As her killer was revealed as a former police officer, the outrage grew and this week the media reported that three red flags revealed Wayne Couzens, who will be sentenced in September, was a danger to women, had been ignored. This caused even greater anguish that Sarah’s death could have been avoided if police had acted on them.

The Mail Online reported that further pressure is mounting on Met chief Dame Cressida Dick after it emerged bosses at Scotland Yard missed three crucial clues about killer cop Wayne Couzens that could have seen him kicked out of the force before he murdered Sarah Everard.

Couzens, who kidnapped, raped and murdered the marketing executive while she walked home from a friend’s house in Clapham in March, was reported to bosses for allegedly slapping a female colleague’s bottom at Bromley police station in 2018 – just weeks after he joined the force.

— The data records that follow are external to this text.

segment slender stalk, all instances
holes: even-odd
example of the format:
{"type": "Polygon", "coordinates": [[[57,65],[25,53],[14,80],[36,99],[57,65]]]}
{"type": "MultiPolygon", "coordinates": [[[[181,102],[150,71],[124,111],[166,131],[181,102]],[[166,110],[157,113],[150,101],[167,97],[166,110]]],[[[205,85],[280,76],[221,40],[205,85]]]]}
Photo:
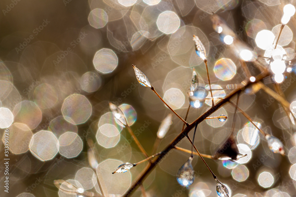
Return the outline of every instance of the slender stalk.
{"type": "Polygon", "coordinates": [[[144,155],[146,157],[148,157],[148,154],[147,154],[147,152],[143,148],[143,147],[142,146],[142,145],[141,144],[141,143],[140,143],[139,141],[139,140],[138,139],[138,138],[135,135],[135,134],[133,133],[133,130],[131,130],[131,128],[127,124],[127,121],[126,121],[126,122],[127,123],[127,124],[124,125],[124,126],[126,127],[126,128],[127,129],[128,131],[128,132],[130,133],[131,135],[131,136],[132,137],[134,141],[137,144],[138,147],[139,147],[140,150],[141,151],[141,152],[143,153],[144,155]]]}
{"type": "Polygon", "coordinates": [[[254,121],[252,120],[252,119],[251,118],[251,117],[248,115],[243,110],[241,109],[237,105],[236,105],[235,103],[234,103],[232,101],[229,101],[229,102],[231,103],[234,106],[236,107],[236,108],[244,116],[247,118],[247,119],[249,120],[251,123],[252,123],[254,126],[256,127],[256,128],[259,130],[261,133],[264,136],[266,136],[266,135],[267,134],[263,130],[262,130],[261,128],[260,128],[257,126],[256,124],[254,122],[254,121]]]}
{"type": "MultiPolygon", "coordinates": [[[[284,99],[286,100],[286,98],[285,97],[285,95],[284,94],[284,92],[282,91],[281,90],[279,87],[279,84],[274,84],[274,87],[275,87],[276,90],[278,92],[278,93],[279,95],[281,95],[281,96],[284,99]]],[[[284,108],[284,110],[285,110],[285,112],[286,113],[286,114],[287,115],[287,116],[288,117],[288,119],[289,120],[290,120],[290,118],[289,117],[289,113],[292,114],[292,117],[293,117],[293,119],[294,120],[294,122],[296,122],[296,118],[293,115],[293,112],[292,112],[291,110],[291,108],[286,108],[284,106],[283,106],[282,105],[281,105],[282,107],[283,107],[283,108],[284,108]]]]}
{"type": "MultiPolygon", "coordinates": [[[[194,128],[194,132],[193,133],[193,138],[192,139],[192,146],[191,146],[191,156],[190,156],[192,158],[193,158],[193,145],[194,144],[194,138],[195,136],[195,133],[196,133],[196,128],[197,128],[197,123],[195,123],[195,127],[194,128]]],[[[189,136],[187,136],[187,137],[189,138],[189,136]]]]}
{"type": "Polygon", "coordinates": [[[219,115],[218,116],[213,116],[212,117],[207,117],[205,118],[205,119],[214,119],[214,118],[227,118],[227,116],[223,116],[222,115],[219,115]]]}
{"type": "Polygon", "coordinates": [[[210,100],[211,99],[212,99],[213,100],[214,99],[220,100],[221,99],[223,99],[224,98],[225,98],[225,97],[212,97],[212,98],[206,98],[205,99],[206,100],[210,100]]]}
{"type": "MultiPolygon", "coordinates": [[[[191,154],[191,151],[187,149],[184,149],[183,148],[181,148],[181,147],[179,147],[179,146],[175,146],[175,148],[177,150],[179,150],[181,151],[187,153],[191,154]]],[[[208,158],[208,159],[216,159],[215,158],[214,158],[213,157],[213,156],[212,155],[209,155],[208,154],[202,154],[200,153],[200,155],[202,156],[203,157],[205,157],[206,158],[208,158]]],[[[198,154],[196,152],[193,152],[193,154],[195,154],[196,155],[198,155],[198,154]]]]}
{"type": "Polygon", "coordinates": [[[289,108],[290,107],[290,103],[285,100],[278,94],[268,87],[262,82],[258,82],[258,84],[260,85],[260,88],[266,92],[274,97],[275,99],[279,102],[285,107],[289,108]]]}
{"type": "Polygon", "coordinates": [[[249,70],[249,69],[247,66],[247,64],[246,64],[246,62],[241,59],[239,60],[239,62],[240,62],[241,65],[242,65],[242,68],[244,69],[245,73],[246,73],[247,77],[248,78],[250,78],[250,77],[252,76],[252,75],[251,74],[251,73],[250,72],[250,71],[249,70]]]}
{"type": "Polygon", "coordinates": [[[154,169],[156,165],[159,163],[164,157],[170,152],[171,150],[174,149],[175,146],[179,142],[186,136],[186,135],[195,126],[196,123],[197,122],[198,124],[204,120],[206,117],[210,115],[223,105],[228,102],[231,98],[236,95],[239,92],[241,92],[243,89],[248,87],[252,84],[258,83],[265,77],[270,76],[271,74],[270,73],[265,72],[256,76],[255,77],[256,80],[253,82],[250,82],[250,80],[245,81],[244,85],[242,87],[241,89],[237,89],[230,92],[227,96],[225,97],[225,99],[219,101],[214,106],[211,107],[207,111],[205,112],[203,114],[194,121],[193,122],[188,125],[162,151],[163,153],[160,154],[159,157],[152,162],[148,163],[145,169],[142,171],[138,177],[135,179],[135,181],[132,184],[131,187],[123,196],[125,197],[130,196],[136,190],[136,189],[139,186],[141,183],[150,174],[151,171],[154,169]]]}
{"type": "Polygon", "coordinates": [[[161,100],[161,101],[162,101],[163,102],[163,103],[164,103],[166,105],[167,107],[168,108],[169,108],[169,109],[170,110],[171,110],[175,114],[176,114],[176,115],[179,118],[179,119],[180,120],[181,120],[182,121],[183,121],[183,122],[184,122],[184,123],[185,124],[186,124],[186,126],[188,126],[188,125],[189,125],[189,124],[188,124],[187,123],[187,122],[186,122],[186,121],[185,121],[184,120],[183,120],[183,118],[181,118],[181,116],[180,116],[173,109],[172,109],[170,107],[170,106],[168,105],[168,104],[165,102],[165,101],[164,101],[163,100],[163,99],[162,99],[162,98],[161,98],[161,97],[160,97],[160,96],[158,94],[158,93],[157,93],[157,92],[156,92],[156,91],[155,90],[155,89],[154,89],[154,87],[153,87],[153,86],[152,86],[151,88],[151,89],[152,90],[152,91],[153,91],[153,92],[155,93],[155,94],[156,95],[157,95],[157,96],[160,99],[160,100],[161,100]]]}
{"type": "MultiPolygon", "coordinates": [[[[238,106],[239,100],[239,95],[240,92],[239,92],[237,94],[237,106],[238,106]]],[[[233,119],[232,119],[232,125],[231,127],[231,134],[233,135],[233,131],[234,130],[234,125],[235,123],[235,116],[236,116],[237,111],[237,108],[235,108],[234,110],[234,114],[233,115],[233,119]]]]}
{"type": "Polygon", "coordinates": [[[137,163],[136,163],[133,164],[133,165],[134,165],[134,166],[136,166],[137,165],[138,165],[139,164],[141,164],[142,163],[143,163],[143,162],[145,162],[146,161],[147,161],[147,160],[149,160],[149,159],[150,159],[151,158],[153,158],[153,157],[155,157],[156,156],[157,156],[157,155],[160,155],[160,154],[161,154],[162,153],[163,153],[163,152],[161,152],[161,151],[160,152],[158,152],[157,153],[156,153],[156,154],[154,154],[153,155],[151,155],[150,157],[147,157],[146,159],[143,159],[142,161],[141,161],[139,162],[138,162],[137,163]]]}
{"type": "Polygon", "coordinates": [[[147,197],[147,194],[146,193],[146,191],[145,191],[145,188],[144,188],[143,184],[141,184],[140,185],[140,187],[141,188],[141,192],[142,192],[142,195],[143,197],[147,197]]]}
{"type": "Polygon", "coordinates": [[[211,81],[210,80],[210,75],[209,74],[209,70],[207,68],[207,60],[205,59],[204,60],[205,62],[205,67],[207,69],[207,80],[209,81],[209,85],[210,86],[210,91],[211,92],[211,97],[212,97],[212,106],[213,106],[215,105],[215,103],[214,102],[214,98],[213,98],[213,93],[212,92],[212,87],[211,86],[211,81]]]}
{"type": "Polygon", "coordinates": [[[279,43],[279,37],[281,36],[281,32],[283,31],[283,30],[284,29],[284,27],[285,27],[284,25],[281,25],[281,29],[280,29],[279,30],[279,36],[278,36],[277,38],[276,39],[276,45],[274,47],[274,48],[276,48],[276,46],[277,46],[278,43],[279,43]]]}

Shortly after starting at Bromley in South London, the married killer allegedly stopped a female motorist and said her tax and insurance were out of date before making a note of her address so he could later pull up outside her house and leer at her, the Sun on Sunday reports.

Couzens, whose former colleagues at the Civil Nuclear Constabulary allegedly nicknamed him ‘The Rapist’ because of how he is said to have made female colleagues uneasy, is also accused of parking his patrol car by schools so he could watch mothers and sixth formers.

A Metropolitan Police spokesman told MailOnline that it has no record of the allegations being passed to the Directorate of Professional Standards and will assess any new allegation it receives ‘appropriately’. The force previously told the Sun on Sunday: ‘We are not able to respond to queries such as this while ­proceedings are ongoing.’

Last night it also emerged that police will be told to take offences such as indecent exposure and street harassment – what a Home Office source described to the Sunday Times as ‘non-contact sexual offences’ – more seriously in the wake of the murder.

The latest allegations are likely to heap pressure on Commissioner Dame Cressida to explain why Couzens was not kicked out of the force – and why he became an armed member of the elite Parliamentary and Diplomatic Protection squad at the time of Miss Everard’s killing.